1. A method for reducing false detection rate of face detection is characterized in that the method comprises the following steps:

if the current frame image is judged to be static and dynamic, deleting the first target block which is judged to be a static object from the current frame image;

the step of determining whether each first target block is a static object according to the frame difference relationship between each first target block and a second target block corresponding to the first target block and the second target block, includes:

comparing the pixel value of each pixel point in the frame difference image with a first preset threshold value aiming at each frame difference image, obtaining the frame difference equivalent value corresponding to each pixel point according to the comparison result, and obtaining the frame difference total value between a first target block and a second target block corresponding to the frame difference image according to the frame difference equivalent value of each pixel point;

when the total frame difference value is greater than or equal to a second preset threshold value, selecting a sub-block with the maximum sum of the values of the frame differences of a preset number from a plurality of sub-blocks contained in the first target block, accumulating the sum of the values of the frame differences of the selected sub-block, and calculating the proportion between the accumulated value and the total frame difference value;

2. The method according to claim 1, wherein after the step of deleting the first target block determined as a static object from the current frame image, the method further comprises:

3. The method according to claim 1, wherein the step of comparing the pixel value of each pixel point in the frame difference map with a first preset threshold, obtaining the frame difference equivalent value corresponding to each pixel point according to the comparison result, and obtaining the frame difference total value between the first target block and the second target block corresponding to the frame difference map according to the frame difference equivalent value of each pixel point comprises:

dividing the frame difference map into a plurality of sub-blocks;

4. The method according to claim 3, wherein the step of determining whether the first target block is a static object according to the total frame difference value comprises:

and detecting whether the frame difference total value is smaller than a second preset threshold value, and if so, judging that the first target block is a static object.
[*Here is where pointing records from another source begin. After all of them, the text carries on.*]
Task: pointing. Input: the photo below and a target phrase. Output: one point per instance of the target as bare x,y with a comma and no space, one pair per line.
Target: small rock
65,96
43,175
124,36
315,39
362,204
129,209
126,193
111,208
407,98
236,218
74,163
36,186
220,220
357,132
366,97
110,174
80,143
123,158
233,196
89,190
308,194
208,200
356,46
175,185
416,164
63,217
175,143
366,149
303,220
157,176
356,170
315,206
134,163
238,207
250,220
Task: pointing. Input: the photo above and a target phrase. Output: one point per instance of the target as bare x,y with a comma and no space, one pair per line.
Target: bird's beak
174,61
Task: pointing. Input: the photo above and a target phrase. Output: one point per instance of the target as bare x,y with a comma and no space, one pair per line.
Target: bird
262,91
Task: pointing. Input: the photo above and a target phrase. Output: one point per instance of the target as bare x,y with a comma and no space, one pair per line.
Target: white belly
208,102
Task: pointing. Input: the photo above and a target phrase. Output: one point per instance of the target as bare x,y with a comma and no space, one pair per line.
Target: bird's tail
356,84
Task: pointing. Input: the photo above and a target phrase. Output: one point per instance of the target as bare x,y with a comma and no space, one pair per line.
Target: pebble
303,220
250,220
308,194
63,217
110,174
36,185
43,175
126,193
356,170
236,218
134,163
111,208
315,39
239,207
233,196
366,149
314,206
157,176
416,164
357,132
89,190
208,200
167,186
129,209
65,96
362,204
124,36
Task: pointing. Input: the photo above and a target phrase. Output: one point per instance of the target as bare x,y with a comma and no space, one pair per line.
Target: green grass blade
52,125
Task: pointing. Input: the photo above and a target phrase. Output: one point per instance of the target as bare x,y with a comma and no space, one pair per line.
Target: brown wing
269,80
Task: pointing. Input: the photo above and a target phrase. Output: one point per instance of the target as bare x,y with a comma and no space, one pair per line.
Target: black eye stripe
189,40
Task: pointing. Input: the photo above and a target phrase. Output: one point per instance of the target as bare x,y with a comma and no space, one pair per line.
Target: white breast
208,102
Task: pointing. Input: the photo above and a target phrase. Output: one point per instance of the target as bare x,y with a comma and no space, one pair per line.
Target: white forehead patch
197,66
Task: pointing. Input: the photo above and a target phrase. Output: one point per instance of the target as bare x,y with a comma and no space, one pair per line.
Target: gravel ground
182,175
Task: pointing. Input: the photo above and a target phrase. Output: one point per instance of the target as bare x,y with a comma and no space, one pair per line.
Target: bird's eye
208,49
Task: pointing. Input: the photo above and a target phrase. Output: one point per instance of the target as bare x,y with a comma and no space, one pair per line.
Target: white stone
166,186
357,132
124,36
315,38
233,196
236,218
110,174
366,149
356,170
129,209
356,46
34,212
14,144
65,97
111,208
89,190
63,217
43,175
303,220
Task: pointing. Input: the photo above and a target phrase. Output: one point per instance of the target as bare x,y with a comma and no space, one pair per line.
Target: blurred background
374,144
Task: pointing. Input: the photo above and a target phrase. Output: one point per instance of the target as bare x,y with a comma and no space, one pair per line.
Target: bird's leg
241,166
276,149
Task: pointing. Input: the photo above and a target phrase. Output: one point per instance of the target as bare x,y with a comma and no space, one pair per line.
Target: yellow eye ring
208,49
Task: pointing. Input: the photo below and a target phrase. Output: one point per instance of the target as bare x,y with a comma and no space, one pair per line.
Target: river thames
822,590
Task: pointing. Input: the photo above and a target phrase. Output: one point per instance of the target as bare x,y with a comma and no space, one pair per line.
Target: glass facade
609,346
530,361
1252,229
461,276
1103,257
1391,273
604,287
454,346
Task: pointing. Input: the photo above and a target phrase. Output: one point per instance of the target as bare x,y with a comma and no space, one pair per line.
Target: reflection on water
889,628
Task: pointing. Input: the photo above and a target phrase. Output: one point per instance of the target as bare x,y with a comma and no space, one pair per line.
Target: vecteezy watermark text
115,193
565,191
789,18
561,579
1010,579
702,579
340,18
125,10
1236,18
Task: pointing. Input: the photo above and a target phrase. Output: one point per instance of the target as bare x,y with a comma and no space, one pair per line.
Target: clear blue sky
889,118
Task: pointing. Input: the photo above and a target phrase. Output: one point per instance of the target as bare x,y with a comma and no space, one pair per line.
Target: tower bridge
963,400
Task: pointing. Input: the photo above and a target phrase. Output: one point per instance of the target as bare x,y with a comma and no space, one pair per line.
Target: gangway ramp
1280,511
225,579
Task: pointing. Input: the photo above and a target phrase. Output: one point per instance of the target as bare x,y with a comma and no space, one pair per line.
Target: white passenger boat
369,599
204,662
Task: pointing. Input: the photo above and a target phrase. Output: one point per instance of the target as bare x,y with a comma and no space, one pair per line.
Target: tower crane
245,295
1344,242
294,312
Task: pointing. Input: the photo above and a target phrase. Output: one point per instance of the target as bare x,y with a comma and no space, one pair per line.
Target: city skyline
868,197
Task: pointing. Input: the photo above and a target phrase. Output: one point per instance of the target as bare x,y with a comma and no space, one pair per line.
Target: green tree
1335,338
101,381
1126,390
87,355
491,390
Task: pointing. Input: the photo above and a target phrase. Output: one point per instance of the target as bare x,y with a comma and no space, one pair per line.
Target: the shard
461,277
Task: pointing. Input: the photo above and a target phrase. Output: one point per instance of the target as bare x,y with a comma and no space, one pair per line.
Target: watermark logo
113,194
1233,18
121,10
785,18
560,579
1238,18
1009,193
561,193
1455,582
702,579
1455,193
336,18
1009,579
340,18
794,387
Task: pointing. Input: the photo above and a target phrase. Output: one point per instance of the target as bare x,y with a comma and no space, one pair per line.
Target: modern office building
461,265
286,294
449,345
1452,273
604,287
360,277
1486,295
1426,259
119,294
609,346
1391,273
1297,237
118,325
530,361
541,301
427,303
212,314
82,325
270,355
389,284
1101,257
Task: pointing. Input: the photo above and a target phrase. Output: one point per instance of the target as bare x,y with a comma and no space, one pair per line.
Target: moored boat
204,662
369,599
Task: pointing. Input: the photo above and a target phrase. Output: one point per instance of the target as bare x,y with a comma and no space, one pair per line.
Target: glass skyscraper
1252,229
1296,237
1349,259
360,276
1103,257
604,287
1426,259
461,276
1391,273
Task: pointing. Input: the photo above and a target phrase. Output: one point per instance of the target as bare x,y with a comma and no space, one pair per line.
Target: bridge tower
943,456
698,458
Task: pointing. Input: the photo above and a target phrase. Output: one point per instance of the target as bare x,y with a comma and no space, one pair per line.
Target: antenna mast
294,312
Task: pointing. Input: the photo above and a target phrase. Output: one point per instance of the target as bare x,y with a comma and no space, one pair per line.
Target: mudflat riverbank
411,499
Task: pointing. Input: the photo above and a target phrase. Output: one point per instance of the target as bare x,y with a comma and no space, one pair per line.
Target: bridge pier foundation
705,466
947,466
5. The method for reducing the false detection rate of human face detection according to claim 2, wherein the human face classifier is obtained by the following steps:

6. The method according to claim 5, wherein the step of inputting the remaining first target block in the current frame image after the deletion process into the established face classifier to screen the face object from the remaining first target block comprises:

7. The method according to claim 1, wherein before the step of obtaining a plurality of first target blocks from the current frame image and obtaining a second target block in the previous frame image with coordinates corresponding to each of the first target blocks, the method further comprises:

8. An apparatus for reducing false detection rate of face detection, the apparatus comprising:

a deleting module, configured to delete the first target block determined as the static object from the current frame image when the first target block is determined as the static object;

the judging module is configured to judge whether each first target block is a static object by:

9. An electronic device, comprising:

a memory;

a processor; and

the apparatus for reducing false positive rates of face detection of claim 8, comprising one or more software functional modules stored in the memory and executed by the processor.